Smart Polynesia : le Pays installe son nouveau comité consultatif du numérique
Numérique

Smart Polynesia : le Pays installe son nouveau comité consultatif du numérique

19 juin 2026

Le comité consultatif Smart Polynesia a tenu sa réunion inaugurale ce jeudi 18 juin 2026 à la Présidence de la Polynésie française. Cette nouvelle instance de concertation public-privé doit éclairer les choix du Pays en matière de numérique, de la connectivité à la souveraineté des données, avec une attention particulière portée à l'exportation des compétences locales.

Une concertation directe entre acteurs publics et privés

Réuni pour la première fois au salon d'honneur de la Présidence, sous l'autorité de Moetai Brotherson, Président et ministre chargé du Numérique, le comité a été créé par arrêté en conseil des ministres le 4 mai 2026. Son objet premier : rétablir des passerelles directes entre les acteurs publics et privés du secteur.

Il rassemble le Haut-commissaire de la République en Polynésie française, le président de la Polynésie française, le ministre de l'Économie, du Budget et des Finances, ainsi que les représentants de la DGEN, de la DSI, de l'UPF, de la CCISM, de l'OPEN, de la French Tech, du MEDEF et de la CPME.

Instance consultative et technique, le comité vise une structure agile.

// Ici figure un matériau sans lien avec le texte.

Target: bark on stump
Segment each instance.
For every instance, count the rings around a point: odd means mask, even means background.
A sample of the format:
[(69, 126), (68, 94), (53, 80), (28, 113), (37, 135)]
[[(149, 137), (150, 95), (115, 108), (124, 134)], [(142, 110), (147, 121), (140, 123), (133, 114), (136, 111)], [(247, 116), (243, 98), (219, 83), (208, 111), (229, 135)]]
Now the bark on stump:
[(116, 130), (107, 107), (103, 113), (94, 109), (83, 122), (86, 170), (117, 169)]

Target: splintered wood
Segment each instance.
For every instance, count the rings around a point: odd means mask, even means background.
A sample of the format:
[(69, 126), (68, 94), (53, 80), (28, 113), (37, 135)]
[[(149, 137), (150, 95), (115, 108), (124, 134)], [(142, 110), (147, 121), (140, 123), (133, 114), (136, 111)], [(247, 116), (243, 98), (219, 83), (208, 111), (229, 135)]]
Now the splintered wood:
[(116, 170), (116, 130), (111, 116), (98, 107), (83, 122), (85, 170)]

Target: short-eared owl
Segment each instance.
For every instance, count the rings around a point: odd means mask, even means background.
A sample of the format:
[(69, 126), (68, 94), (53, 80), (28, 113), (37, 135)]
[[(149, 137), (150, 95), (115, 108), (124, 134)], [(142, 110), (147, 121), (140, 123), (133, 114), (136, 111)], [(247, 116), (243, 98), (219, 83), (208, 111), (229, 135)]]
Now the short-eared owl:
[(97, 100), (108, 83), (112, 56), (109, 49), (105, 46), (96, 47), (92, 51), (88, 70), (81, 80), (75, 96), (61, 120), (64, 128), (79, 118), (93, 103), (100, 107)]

Il se substitue à l'organisation antérieure, dont la multiplicité des instances nuisait à la réactivité attendue dans un secteur en constante évolution.

Des priorités, de la connectivité à la souveraineté numérique

Les travaux du comité viseront à dégager des axes prioritaires : la connectivité, l'intelligence artificielle, l'hébergement des données et la souveraineté numérique qui en découle, ainsi que la formation et l'emploi. Le comité accompagnera également l'avancement du schéma directeur du numérique.

Le ministre de l'Économie, du Budget et des Finances a décrit un « sujet transverse, dont les enjeux majeurs seront l'hébergement et la protection des données, la cybersécurité et l'usage de l'intelligence artificielle dans les entreprises comme dans l'administration ».

Du côté des professionnels, la fiabilité des réseaux reste centrale : « La connectivité et sa redondance sont pour nous des sujets majeurs, au même titre que la formation, la cybersécurité et l'intelligence artificielle », a souligné Olivier Kressmann.

Cette première séance a aussi permis d'aborder d'autres sujets d'intérêt pour les professionnels, comme le retour des Polynésiens partis se former à l'extérieur, la portabilité des numéros de téléphone ou encore l'attractivité du territoire, autant pour les compétences extérieures que pour les Polynésiens déjà engagés dans le numérique.

À ce titre, la CPME a salué "une démarche constructive privilégiant l'anticipation" et appelé les entreprises locales à s'inscrire dans ce futur plan, pour développer et pérenniser les compétences sur place.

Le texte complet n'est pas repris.